O velho ditado "santo de casa não faz milagre".
Ok,
se o santo não faz milagre em nossa casa, ele ilumina
a casa dos outros e volta feliz, sorrindo, aos nossos braços.
Bonito? Não. As coisas tinham que começar a ferver
aqui. Falta um reconhecimento para uma leva de filmes que nada
deve a muito cinemão hollywodiano porque vence no quesito
"inteligência". Mas é inegável que enche
os olhos ver o cinema brasileiro sendo reconhecido no exterior.
Um
dos últimos reconhecimentos do cinema brasileiro foi
conquistado por este O Invasor. O filme foi o vencedor
do prêmio de Cinema Latino-Americano da 20.ª edição
do Festival de Sundance (Amores
Possíveis havia trazido o mesmo prêmio
para o Brasil em 2001), um dos principais festivais independentes
do mundo. E, depois do sucesso de critica, agora é a
vez do público encarar essa excelente produção
de Beto Brant.
Brant
traz outros dois excelentes filmes no bolso: Os Matadores e
Ação entre Amigos. Nada de surpresas aqui,
ok. O Invasor conta a história de três amigos
de faculdade que, mais de quinze anos depois, dividem a sociedade
de uma construtora de sucesso. Os negócios seguem bem
até que Estevão (George Freire) desentende-se
com Ivan (Marco Ricca) e Gilberto (Alexandre Borges). Como a
grana envolvida é grande, o egoismo real dos dois últimos
planeja um plano fatal para o primeiro. Para o servicinho é
contratado um matador de aluguel. E aqui entra o titã
Paulo Miklos.
Estreando
na frente das telas, Miklos incorpora toda malandragem necessária
e constrói a perfeição o personagem Anísio.
Desde a primeira cena, em que só ouvimos a sua voz, até
a última, em que, de cara feia, ele encara um dos sócios,
Anísio é todo assustador. Suas falas, escritas
pelo rapper Sabotage, são a voz das bibocas de São
Paulo cobrando um lugar ao sol. O som, claro, só poderia
ser o rap pesado de bandas como o Pavilhão 9 e Tolerância
Zero.
Mas,
crescer os olhos em Miklos é desmerecer a atuação
magnifica de praticamente todo o elenco.
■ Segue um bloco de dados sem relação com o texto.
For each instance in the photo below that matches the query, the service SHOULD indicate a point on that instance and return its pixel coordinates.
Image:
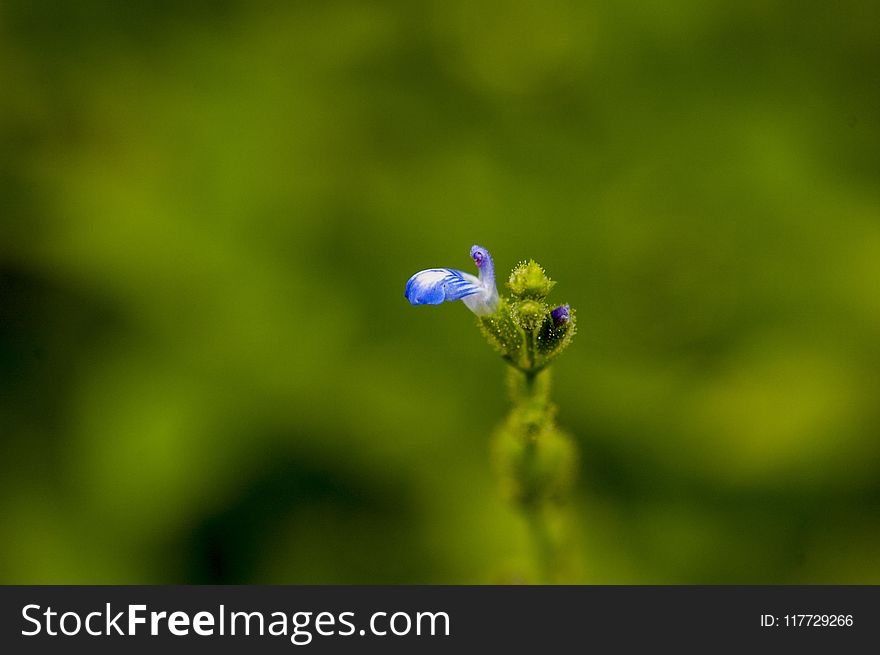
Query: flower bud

Um dos grandes méritos
do filme é centrar-se em um time de primeirissima qualidade
que, além dos citados, ainda inclui Malu Mader, Chris
Couto e Mariana Ximenes, além do próprio rapper
Sabotage fazendo uma ponta.
O
resultado é claustrofóbico. Ao apropriar-se da
violência dos centros urbanos em que a máxima é
sempre passar a perna no próximo antes que ele passe
em você, Brant cria uma espécie de cinema verdade
que bate forte no estômago, azeda a boca e assusta tanto
quanto um moleque de 10 anos parado com uma pedra no sinal,
pronto para quebrar o vidro do seu carro, ou perceber que a
violência está tão próxima de nós
quanto de um dos jornalistas mais famosos do país que
se livra das estatisticas de morte por pura e suprema sorte.
A prisão é enorme e ninguém está
livre.
Por
mais que italianos, norte-americanos, franceses e outros tentassem
contar essa mesma história, provalvelmente poucos chegassem
a crueza e verossimilidade de Brant. E esse é um mérito
inegável que qualifica e engrandece O Invasor,
desde já um dos grandes filmes de 2002.
Com
Abril Despedaçado, de Walter Salles, que estréia
ainda em abril, o público tem dois grandes motivos para
prestigiar o cinema nacional. Beto e equipe fizeram o seu trabalho.
O filme é excelente. Agora cabe a você, caro leitor,
cumprir o seu papel. Já está mais do que na hora
do cinema brasileiro alcançar as paradas de sucesso,
fazer história, loucuras e abrir a porta para os mais
jovens e, sem trocadilhos, invadir todo o país. O momento
é esse. E é bom estar aqui presenciando o agora.